Felbecker A, Brugger F, Tettenborn B, Sommacal A, Neumann M (2011). Frontotemporal Lobar Degeneration (FTLD) and Amyotrophic Lateral Sclerosis (ALS): Two diseases linked by TDP-43 Pathology.
Conference Paper/Poster (English)
Conference Name
SNG Jahrestagung (St. Gallen)
Publisher Proceedings
Publication Date
Nov 4, 2011
Issn Print
Isbn Number
supplement 4 ad 2011;162(4), 10 S
Brief description/objective

Introduction: A subset of Frontotemporal Lobar Degeneration
(FTLD) patients develops signs of Amyotrophic Lateral Sclerosis
(ALS) during the course of the disease and – vice versa – some
patients with ALS show features of frontotemporal dementia.
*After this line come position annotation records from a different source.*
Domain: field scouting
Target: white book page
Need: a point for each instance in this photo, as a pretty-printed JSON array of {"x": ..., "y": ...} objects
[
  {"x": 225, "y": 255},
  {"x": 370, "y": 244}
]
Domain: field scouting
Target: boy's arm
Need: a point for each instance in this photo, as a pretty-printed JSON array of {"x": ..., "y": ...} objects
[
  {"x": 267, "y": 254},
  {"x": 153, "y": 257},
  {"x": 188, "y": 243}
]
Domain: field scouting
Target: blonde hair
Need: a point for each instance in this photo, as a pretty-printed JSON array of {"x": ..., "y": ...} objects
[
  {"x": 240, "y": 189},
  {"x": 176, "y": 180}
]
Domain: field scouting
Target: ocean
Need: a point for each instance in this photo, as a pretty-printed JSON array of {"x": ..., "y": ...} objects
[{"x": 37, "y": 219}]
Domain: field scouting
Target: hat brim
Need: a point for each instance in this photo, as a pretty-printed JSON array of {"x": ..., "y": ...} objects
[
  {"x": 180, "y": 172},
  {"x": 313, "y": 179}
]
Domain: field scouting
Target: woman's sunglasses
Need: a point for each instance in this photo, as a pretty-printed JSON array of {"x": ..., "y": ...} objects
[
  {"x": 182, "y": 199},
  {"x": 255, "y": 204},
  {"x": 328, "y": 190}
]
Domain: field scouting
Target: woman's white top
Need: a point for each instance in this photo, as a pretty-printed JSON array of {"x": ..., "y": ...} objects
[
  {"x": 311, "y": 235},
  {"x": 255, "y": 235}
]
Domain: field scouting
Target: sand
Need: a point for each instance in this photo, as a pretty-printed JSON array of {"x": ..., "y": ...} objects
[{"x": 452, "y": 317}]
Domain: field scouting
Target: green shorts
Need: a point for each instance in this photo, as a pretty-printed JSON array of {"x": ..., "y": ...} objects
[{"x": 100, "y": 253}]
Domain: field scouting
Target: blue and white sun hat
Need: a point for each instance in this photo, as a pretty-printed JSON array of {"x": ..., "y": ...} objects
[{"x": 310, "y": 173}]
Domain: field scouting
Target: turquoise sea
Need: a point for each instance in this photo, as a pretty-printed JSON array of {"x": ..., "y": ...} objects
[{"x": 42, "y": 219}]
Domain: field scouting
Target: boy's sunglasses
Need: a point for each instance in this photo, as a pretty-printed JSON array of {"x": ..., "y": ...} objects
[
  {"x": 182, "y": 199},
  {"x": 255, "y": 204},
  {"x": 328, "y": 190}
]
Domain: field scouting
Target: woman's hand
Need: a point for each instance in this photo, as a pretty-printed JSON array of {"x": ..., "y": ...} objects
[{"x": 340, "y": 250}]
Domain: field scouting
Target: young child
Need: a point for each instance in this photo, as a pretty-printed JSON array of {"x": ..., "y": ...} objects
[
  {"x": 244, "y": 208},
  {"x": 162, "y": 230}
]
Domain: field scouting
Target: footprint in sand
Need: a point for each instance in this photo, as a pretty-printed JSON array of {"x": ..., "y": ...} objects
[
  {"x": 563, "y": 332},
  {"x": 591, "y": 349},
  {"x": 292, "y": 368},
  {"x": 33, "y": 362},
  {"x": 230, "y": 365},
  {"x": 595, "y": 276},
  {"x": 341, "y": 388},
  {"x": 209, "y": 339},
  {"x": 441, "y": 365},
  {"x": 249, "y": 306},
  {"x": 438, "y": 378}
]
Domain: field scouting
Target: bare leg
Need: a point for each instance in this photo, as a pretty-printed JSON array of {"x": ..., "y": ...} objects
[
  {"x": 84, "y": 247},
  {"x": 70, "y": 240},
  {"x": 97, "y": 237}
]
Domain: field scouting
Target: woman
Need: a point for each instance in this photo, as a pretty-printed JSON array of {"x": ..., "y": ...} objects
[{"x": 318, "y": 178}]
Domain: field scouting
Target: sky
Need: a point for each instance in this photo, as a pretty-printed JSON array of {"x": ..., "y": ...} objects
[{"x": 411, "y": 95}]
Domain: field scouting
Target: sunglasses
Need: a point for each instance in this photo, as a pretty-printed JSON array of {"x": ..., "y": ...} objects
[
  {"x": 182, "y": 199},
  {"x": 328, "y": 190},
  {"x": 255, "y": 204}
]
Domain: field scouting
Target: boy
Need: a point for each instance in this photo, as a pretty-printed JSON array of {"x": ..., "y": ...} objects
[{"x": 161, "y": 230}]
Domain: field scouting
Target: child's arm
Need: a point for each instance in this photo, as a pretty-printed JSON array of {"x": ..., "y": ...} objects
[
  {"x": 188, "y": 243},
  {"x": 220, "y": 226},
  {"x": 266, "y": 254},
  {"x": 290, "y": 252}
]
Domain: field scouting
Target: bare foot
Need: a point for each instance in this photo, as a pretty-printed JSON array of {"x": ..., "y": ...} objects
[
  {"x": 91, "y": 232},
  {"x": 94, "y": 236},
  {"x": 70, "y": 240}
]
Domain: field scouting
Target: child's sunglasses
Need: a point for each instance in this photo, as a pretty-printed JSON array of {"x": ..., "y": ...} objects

Thus, a common pathological cause of these neurodegenerative
diseases has been subject of intensive research. Recently, TDP-
43 and FUS (Fused in Sarcoma Protein) have been identified as
disease proteins in both conditions confirming that they belong
to a clinico-pathological spectrum of diseases.
Case presentation: We report the case of a 53-year-old man
who developed behavioural changes over a course of
approximately 6 months, leading to massive problems at work
as a bank employee. Additionally, he showed changed sexual
behaviour and became unable to manage his finances.
According to history, clinical and neuropsychological features, a
diagnosis of behavioural variant of frontotemporal dementia was
established. Shortly after, the patient developed fasciculations
of both arms, followed by mild pareses mainly of the right arm.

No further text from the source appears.